While stalking old High School classmates on Facebook and chatting with some friends, you get a notification in the bottom right corner saying you have a new friend request. With joy like a child on Christmas morning you immediately click the notice to see who is befriending you.

With intense momentum you wait as now, your Internet decides to go slowly. All you can hear is the pounding of your heart because the anticipation is killing you. Maybe it’s someone you just met recently that you thought was cute or perhaps someone who is your number one fan?

No. It’s your mom. Cue Psycho theme song. You can see the twins pedaling towards you from The Shining. To add or not to add?

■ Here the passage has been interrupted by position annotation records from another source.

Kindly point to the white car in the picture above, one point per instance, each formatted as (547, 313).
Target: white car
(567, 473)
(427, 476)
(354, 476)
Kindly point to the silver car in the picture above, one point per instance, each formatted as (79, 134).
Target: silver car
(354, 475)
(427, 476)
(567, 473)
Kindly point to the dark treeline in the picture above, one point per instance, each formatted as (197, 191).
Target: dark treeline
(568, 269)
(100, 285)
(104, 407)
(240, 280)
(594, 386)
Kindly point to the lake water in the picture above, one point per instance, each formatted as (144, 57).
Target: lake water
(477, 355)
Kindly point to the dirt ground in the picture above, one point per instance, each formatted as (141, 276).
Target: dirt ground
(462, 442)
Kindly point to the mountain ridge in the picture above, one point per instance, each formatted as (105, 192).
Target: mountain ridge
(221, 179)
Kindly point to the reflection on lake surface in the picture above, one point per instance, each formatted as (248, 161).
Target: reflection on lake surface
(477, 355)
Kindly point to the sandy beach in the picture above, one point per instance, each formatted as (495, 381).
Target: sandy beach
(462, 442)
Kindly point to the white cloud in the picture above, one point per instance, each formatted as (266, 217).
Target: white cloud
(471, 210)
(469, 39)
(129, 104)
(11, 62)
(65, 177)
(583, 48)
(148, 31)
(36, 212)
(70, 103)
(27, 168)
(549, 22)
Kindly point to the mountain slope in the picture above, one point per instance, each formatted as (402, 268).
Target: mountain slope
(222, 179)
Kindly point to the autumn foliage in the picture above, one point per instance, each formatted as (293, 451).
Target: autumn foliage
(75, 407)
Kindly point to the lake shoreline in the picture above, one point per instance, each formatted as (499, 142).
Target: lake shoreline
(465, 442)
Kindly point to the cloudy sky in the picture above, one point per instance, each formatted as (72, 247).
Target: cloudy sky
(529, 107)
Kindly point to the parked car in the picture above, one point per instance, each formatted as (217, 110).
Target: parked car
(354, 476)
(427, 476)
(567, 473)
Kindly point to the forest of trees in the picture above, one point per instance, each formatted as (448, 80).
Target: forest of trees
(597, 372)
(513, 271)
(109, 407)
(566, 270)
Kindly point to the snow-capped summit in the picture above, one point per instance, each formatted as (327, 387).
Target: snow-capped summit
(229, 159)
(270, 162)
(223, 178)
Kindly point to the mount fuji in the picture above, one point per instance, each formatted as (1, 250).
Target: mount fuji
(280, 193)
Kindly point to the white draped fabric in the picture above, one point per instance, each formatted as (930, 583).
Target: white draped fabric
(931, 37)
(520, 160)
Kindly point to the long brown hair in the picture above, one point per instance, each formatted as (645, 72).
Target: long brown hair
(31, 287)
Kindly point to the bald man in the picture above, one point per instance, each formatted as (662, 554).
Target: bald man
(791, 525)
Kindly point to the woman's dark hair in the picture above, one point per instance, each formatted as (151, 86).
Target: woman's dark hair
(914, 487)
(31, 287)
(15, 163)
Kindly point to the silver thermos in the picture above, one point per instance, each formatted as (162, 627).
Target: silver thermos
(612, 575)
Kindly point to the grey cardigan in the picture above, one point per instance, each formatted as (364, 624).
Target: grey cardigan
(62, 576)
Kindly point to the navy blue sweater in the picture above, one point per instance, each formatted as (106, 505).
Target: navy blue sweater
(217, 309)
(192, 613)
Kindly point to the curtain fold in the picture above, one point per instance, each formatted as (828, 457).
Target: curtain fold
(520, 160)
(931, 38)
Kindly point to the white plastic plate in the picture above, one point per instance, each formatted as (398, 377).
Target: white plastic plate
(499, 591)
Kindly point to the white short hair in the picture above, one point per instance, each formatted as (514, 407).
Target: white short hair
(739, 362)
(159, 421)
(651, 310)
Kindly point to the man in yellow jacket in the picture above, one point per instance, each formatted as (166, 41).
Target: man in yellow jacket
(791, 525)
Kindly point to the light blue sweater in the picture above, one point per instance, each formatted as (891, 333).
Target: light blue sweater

You begrudgingly accept after quickly reviewing your profile to make sure there is nothing lewd. Looking at her profile just raises your stress level. Status updates are actually attempted comments to other friends, pictures are saved images from Google of kittens and Disney Princesses because she doesn’t know how to upload pictures. Cowering at her activities and interests, you wonder who this person is and why she shared her interest for trashy romance novels and Jon Bon Jovi.

Parents, grandparents, relatives, your dentist, you name it, are quickly adapting to our lifestyles. There was a time when parents knew their place in the world: going to work, cooking dinner, helping with homework, and tucking us in at night…parent things.

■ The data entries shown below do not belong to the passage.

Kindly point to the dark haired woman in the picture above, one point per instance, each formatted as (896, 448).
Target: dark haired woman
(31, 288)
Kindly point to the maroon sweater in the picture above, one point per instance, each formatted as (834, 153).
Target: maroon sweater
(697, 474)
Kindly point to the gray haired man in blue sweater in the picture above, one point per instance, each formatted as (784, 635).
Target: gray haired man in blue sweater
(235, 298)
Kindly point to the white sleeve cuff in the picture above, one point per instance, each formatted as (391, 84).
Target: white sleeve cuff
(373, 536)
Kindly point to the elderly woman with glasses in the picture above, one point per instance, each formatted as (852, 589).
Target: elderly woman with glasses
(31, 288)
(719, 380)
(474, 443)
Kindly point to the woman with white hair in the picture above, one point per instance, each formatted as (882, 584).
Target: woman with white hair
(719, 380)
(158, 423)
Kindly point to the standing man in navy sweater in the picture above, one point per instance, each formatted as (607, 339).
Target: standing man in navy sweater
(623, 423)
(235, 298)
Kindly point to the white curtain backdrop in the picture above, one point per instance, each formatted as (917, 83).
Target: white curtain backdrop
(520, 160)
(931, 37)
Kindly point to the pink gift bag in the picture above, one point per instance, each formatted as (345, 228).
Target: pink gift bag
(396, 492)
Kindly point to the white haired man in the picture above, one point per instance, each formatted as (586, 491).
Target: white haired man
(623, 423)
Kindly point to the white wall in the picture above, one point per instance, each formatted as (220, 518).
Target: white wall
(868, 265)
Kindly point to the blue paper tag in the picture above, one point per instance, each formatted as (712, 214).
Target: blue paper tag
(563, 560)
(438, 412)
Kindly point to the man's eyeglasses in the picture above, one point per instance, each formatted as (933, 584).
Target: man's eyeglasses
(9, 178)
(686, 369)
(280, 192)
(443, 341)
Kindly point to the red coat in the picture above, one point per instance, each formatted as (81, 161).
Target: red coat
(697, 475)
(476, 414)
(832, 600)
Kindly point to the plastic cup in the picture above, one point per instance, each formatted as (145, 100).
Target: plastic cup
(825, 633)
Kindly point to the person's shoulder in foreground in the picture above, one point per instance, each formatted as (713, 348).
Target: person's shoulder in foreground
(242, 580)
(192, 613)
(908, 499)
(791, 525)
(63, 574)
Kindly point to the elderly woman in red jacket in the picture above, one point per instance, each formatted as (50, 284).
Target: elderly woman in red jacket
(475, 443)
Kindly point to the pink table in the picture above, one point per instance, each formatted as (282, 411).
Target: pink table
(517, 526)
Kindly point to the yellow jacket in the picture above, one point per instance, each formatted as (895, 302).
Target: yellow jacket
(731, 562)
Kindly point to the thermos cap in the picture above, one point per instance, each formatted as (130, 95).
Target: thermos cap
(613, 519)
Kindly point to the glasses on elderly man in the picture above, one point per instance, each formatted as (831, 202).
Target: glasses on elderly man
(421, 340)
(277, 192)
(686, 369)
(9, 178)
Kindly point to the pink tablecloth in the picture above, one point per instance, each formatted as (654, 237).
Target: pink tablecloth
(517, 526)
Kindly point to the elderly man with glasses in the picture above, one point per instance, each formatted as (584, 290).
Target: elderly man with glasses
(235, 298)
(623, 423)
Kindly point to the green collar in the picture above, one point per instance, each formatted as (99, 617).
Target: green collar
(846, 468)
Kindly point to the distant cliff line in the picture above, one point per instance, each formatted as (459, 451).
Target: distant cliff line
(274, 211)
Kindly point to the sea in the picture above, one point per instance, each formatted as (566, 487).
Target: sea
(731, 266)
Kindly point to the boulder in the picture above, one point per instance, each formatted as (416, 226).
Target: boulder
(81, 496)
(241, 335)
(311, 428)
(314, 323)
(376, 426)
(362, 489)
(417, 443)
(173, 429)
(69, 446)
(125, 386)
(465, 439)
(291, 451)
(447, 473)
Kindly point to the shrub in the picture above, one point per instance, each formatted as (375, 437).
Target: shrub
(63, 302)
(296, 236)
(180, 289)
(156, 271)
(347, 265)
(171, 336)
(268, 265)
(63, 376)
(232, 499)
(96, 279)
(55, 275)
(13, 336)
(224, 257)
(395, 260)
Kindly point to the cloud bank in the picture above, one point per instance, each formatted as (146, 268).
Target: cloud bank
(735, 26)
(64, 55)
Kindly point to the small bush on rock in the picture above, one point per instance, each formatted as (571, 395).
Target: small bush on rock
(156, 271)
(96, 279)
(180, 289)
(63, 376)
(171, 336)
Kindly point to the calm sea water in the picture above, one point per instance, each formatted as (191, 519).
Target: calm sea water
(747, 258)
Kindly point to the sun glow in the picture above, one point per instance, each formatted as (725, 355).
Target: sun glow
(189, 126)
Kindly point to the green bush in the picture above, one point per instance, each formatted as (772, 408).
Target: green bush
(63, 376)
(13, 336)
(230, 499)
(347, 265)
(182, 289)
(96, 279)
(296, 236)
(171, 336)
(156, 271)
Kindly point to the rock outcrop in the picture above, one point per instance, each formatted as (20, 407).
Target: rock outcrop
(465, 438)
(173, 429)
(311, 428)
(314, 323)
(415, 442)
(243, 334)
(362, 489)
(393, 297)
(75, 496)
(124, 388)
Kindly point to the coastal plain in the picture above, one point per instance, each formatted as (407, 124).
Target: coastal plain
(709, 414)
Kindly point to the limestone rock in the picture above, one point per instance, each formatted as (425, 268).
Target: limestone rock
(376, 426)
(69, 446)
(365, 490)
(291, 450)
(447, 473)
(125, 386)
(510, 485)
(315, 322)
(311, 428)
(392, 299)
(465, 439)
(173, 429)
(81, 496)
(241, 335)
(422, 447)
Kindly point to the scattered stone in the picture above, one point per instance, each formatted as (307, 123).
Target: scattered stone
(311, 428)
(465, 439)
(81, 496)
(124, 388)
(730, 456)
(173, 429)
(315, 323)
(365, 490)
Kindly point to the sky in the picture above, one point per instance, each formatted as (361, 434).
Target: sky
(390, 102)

Now Dad is text messaging you—using phrases like LOL and WTF—Mom is singing loudly to Beyonce and watching The Hills.

They are quietly studying your social networking sights which you don’t believe they know how to do until one night at dinner Mom slips something about Rum and how much you like it; something she wouldn’t know had she not seen a picture of you kissing a bottle of Bacardi.

They are talking about celebrities because they saw that Scarley Johannes and Justy Timberwood on Oprah and now feel they know everything about them; yet can never get their names right.

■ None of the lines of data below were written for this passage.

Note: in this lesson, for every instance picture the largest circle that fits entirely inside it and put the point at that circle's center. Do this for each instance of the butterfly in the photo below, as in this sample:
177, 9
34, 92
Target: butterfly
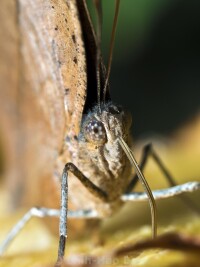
63, 64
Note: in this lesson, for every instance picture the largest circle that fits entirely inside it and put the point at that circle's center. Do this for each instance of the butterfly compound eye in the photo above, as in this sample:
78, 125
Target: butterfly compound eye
95, 132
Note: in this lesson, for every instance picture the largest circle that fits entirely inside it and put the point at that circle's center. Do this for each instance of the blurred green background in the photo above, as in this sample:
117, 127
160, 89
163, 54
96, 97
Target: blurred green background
156, 63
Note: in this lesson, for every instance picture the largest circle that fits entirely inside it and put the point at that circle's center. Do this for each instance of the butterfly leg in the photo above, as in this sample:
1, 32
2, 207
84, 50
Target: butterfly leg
70, 167
148, 151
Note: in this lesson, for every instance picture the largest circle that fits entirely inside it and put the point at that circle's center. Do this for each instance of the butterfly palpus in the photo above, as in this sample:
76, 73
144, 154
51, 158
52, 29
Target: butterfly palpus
101, 155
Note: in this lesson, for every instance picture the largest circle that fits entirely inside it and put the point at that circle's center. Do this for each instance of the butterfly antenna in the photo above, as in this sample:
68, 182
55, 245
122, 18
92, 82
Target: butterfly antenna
98, 7
112, 41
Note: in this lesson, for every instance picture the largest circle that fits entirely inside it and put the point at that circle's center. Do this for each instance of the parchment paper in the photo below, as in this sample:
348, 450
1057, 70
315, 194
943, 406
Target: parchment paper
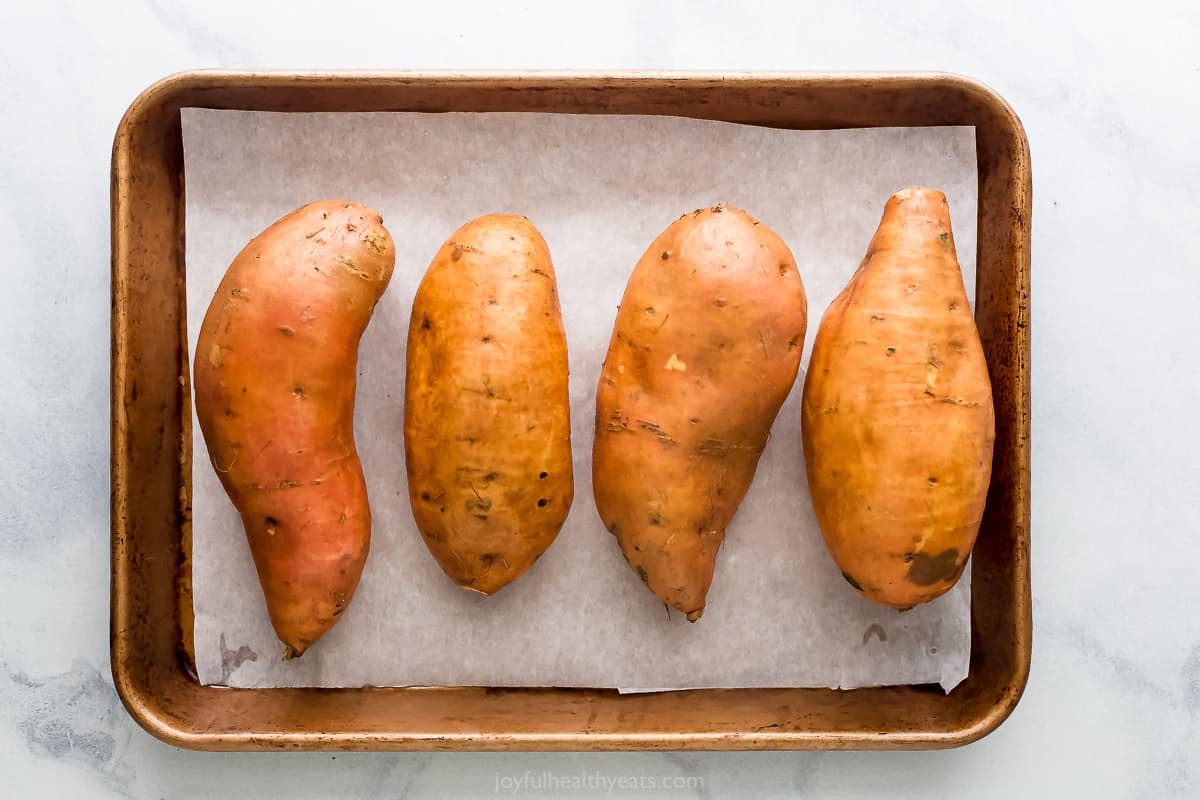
600, 188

Television program blocking should come for parents too. Stick to the View; MTV is for a 15- year-old girl plastering Zac Effron posters on her walls.

Saying things like “WTF,” is not okay, no matter what. If anything, you should be trying to speak grammatically correct to teach your offspring that language is not okay. Your 24 year old son needs to stop saying "LOL" while conversing with other adults as well.

They are here to stay, on the Internet that is. Just be sure to hide your Teen Vogue and Seventeen subscriptions; I'd hate to see someone over the age of 40 try out ripped skinny jeans and slouchy beanies.